Instructor: Prof. Ivan Loseu (email: ivan.loseu@yale.edu)

Lectures: MW 1-2.15, Location: TBA. The first class is on 1/21 and the second is on 1/23. The last class will be held during the reading week.

Office hours: M 3.30-4.30, TF 10.30-11.30 in KT 715.

The class discusses several topics in Representation theory including those of current interest. This document contains important information on the class content, prerequisites, homeworks, references, etc. Please read it! More references will be posted in the document as the class progresses. In particular, all references below are to the

A brief (and very condensed) write-up on the basics of Representation theory. For a more detailed treatment, please see the references for the course.

A "map" of this class.

Homeworks:

  • Homework 1, due Wednesday, Feb 18.

    Schedule:

  • Jan 21, Lecture 1: Algebraic groups and Lie algebras I, notes. We discuss some basics of Algebraic geometry and then define algebraic groups and their rational representations and give examples. References include [OV], 2.1.1-2.1.4, 3.1.1; [H1], 1.1-1.5, 7.1, 7.2, 7.4.
  • Jan 23, Lecture 2: Algebraic groups and Lie algebras II, notes. We discuss tangent spaces in Algebraic geometry, compute the tangent spaces at 1 for the classical groups and then state a result about structures on the tangent spaces to algebraic groups at 1. References include: [H1], Sections 5,9. [OV], Sec. 1.2 (in the context of Lie groups).
  • Jan 26, Lecture 3: Algebraic groups and Lie algebras III, "official" notes as well notes written during the zoom lecture. We introduce distribution algebras of algebraic groups and use them to prove the main theorem in Lecture 2.
  • Jan 28, Lecture 4: Algebraic groups and Lie algebras IV, notes: we finish the proof of the theorem from Lecture 2. Our main topic is the Lie algebras, their representations and the universal enveloping algebra.
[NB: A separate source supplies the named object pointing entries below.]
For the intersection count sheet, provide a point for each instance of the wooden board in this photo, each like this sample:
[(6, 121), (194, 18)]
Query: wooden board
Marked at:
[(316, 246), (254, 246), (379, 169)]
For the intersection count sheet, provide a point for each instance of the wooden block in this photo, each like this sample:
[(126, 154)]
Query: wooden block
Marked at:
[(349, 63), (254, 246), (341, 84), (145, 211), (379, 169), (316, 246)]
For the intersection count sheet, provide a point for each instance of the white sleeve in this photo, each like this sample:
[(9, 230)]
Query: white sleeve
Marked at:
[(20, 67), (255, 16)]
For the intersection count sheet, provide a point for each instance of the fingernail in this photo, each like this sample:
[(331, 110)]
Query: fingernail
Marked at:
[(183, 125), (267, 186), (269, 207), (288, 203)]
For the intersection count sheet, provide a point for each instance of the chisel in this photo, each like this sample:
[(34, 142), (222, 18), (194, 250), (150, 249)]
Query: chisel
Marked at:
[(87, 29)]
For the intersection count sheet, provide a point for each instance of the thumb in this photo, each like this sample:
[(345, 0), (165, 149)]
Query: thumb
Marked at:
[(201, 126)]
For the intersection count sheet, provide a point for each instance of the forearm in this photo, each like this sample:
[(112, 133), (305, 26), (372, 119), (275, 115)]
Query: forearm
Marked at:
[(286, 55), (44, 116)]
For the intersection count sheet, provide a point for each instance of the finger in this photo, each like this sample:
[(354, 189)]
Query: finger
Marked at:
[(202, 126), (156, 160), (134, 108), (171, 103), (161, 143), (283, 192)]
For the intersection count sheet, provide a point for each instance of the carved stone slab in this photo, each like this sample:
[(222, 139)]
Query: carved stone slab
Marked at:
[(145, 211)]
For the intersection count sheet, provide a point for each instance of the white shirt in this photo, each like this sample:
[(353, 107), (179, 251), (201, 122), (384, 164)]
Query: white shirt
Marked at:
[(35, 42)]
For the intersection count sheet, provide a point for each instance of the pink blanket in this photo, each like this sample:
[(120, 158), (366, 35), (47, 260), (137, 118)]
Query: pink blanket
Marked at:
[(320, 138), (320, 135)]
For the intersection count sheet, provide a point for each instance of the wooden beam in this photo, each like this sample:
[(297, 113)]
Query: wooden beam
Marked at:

References: [H2], Sections 1,17; [H1], Section 10.
  • Feb 2, Lecture 5: Algebraic groups and Lie algebras V/ SL_2 and sl_2, I, notes: we finish our discussion of the universal enveloping algebra and then talk about connections between representations of algebraic groups and of their Lie algebras. After this we define simple algebraic groups and Lie algebras, that are most interesting from the point of view of Representation theory. And we start discussing the representation theory of sl_2 in characteristic 0. References: [H2], Section 17, [H1], Section 13.
  • Feb 4, Lecture 6: SL_2 and sl_2, II: In the case of characteristic 0, we classify the finite dimensional representations of sl_2 and prove (time permitting) that all finite dimensional representations are completely reducible.